There are a lot of misconceptions about dimensional modeling and the Kimball approach to building a DW/BI system. It’s worth reading this section even if you are already familiar with the Kimball approach; you might be surprised at what you learn. The Kimball approach to creating an enterprise data warehouse has several core principles:
1. Follow a proven methodology; I recommend the Kimball Lifecycle.
2. Understand business requirements so you can engage the business, prioritize your efforts, and deliver business value.
3. Design the data warehouse data sets for flexibility, usability, and performance.
4. Build and deliver quick, business process-based increments within an enterprise data framework known as the data warehouse bus matrix.
5. Design and build a DW/BI system architecture based on your business requirements, data volumes, and IT systems environment.
6. Build out the extract, transformation, and loading (ETL) system with standard components to deal with common design patterns found in the analytic data environment.
7. Provide the complete solution, including reports, query tools, applications, portals, documentation, training, and support.
All of these principles are explored at length in The Data Warehouse Lifecycle Toolkit book, Second Edition (Wiley, 2008).
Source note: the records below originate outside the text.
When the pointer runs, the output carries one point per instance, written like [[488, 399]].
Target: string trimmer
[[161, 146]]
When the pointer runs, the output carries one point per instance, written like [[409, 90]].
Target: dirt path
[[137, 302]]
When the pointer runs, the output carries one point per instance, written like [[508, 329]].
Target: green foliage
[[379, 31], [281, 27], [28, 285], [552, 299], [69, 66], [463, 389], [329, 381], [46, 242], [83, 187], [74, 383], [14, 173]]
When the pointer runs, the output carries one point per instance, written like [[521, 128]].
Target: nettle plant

We will examine a few of them here in detail.
The Kimball Lifecycle is a detailed methodology for designing, developing, and deploying data warehouse/business intelligence systems, as described in The Data Warehouse Lifecycle Toolkit, Second Edition. The diagram in Figure 1 summarizes the key steps in the Lifecycle.
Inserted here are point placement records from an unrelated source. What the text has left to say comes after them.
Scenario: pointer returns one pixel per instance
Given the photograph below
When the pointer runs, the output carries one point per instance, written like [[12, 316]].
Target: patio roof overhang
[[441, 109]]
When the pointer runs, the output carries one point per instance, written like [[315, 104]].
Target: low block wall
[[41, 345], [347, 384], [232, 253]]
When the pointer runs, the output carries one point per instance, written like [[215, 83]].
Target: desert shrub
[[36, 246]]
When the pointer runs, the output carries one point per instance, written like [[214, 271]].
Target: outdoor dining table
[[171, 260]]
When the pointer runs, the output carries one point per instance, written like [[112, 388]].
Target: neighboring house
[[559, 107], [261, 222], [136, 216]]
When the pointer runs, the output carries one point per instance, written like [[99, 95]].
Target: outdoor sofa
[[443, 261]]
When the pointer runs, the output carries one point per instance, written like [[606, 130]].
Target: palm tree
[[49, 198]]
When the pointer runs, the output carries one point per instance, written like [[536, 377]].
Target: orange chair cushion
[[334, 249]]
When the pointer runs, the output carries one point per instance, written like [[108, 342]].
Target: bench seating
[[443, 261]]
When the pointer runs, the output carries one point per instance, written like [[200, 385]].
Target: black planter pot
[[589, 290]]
The Lifecycle is an iterative approach, with each pass delivering a coherent set of data and an initial set of associated reports and applications. Each pass can typically be completed in 6 to 9 months, depending on the data complexity. Building out the full DW/BI system takes multiple iterations, each one loading a new data subject area, which plugs into the overall enterprise data framework called the bus matrix.
Figure 1: The Kimball DW/BI Lifecycle
The Kimball approach starts with understanding business requirements and determining how best to add value to the organization. The organization must agree on what the value of this data is before deciding to build a data warehouse to hold it. For example, capturing web browsing activity may allow you to gain deep insight into your customers’ behaviors and preferences, opening up new ways to better meet their needs. If you clearly identify and deliver business value, the resulting impact on the business should easily justify your SQL Server PDW investment.
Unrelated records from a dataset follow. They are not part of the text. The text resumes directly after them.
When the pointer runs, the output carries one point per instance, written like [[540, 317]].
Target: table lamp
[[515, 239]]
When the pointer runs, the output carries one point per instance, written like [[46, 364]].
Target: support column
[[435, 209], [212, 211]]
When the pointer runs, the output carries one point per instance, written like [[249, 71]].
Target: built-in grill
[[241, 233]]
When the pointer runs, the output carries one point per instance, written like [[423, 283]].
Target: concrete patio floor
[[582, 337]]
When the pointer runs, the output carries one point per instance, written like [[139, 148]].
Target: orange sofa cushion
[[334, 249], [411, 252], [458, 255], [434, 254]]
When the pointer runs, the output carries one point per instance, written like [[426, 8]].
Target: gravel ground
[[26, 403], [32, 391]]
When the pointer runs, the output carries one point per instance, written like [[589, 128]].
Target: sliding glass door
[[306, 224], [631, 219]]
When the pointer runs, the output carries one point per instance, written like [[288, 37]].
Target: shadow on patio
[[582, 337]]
The ideal starting point for most organizations is to perform an initial set of interviews to gather and prioritize enterprise-wide high level business requirements for information. The result is a priority ordered list of business processes that generate data, along with high value analytic opportunities supported by that data.
Once the list of business processes and associated opportunities has been identified and prioritized, the next step is to take the highest priority business process and gather detailed business requirements related to it. This second pass at requirements is much more focused on understanding the specifics around the required data source, including attributes, definitions, business rules, data quality, and the range of analytics and applications that will be built on top of this data set.
Once these detailed requirements are in place, the Lifecycle moves into the implementation phase beginning with design steps across three different tracks. The top track in Figure 1 is the technology track. The main goal here is to identify the functionality and associated tools needed to meet the identified business requirements.
The middle track in Figure 1 is the data track. The initial step is to define the logical data model needed to support the analytic requirements. In the Kimball approach, this is a dimensional model. Once the logical model is in place, the team can build the target database in the database environment. The nature of the physical model depends on the target platform. Many database products work best with a physical dimensional model, although a more normalized model may make sense on a few platforms. The last data step is to create the ETL system that will populate the target database as required. The ETL system is a significant effort, often consuming a majority of the initial project resources.
The bottom track in Figure 1 is concerned with the BI applications: the initial set of reports and analyses that will deliver business value to the organization. This track is split into two steps; the first is the design step where a small set of high value applications and reports are identified and specified in detail. The second step is the actual implementation where these applications and reports are built. This step often has to wait until near the end of the ETL development when data is actually available in the database. Note that these reports and analyses only serve as a starting point that helps solve a high-value problem. The dimensional model is not limited in any way to this subset of reports.
Once the three implementation tracks are complete, the Lifecycle comes back together to deploy the query tools, reports, and applications to the user community. This involves extensive communication, training, documentation, and support.
The next Lifecycle iteration usually begins during the deployment of the previous iteration, when the business analysts and designers can gather detailed requirements for the next highest priority business process, create the associated dimensional model, and start the process all over again. The Lifecycle’s incremental approach is a fundamental element that delivers business value in a short timeframe, while building a long-term, enterprise information resource.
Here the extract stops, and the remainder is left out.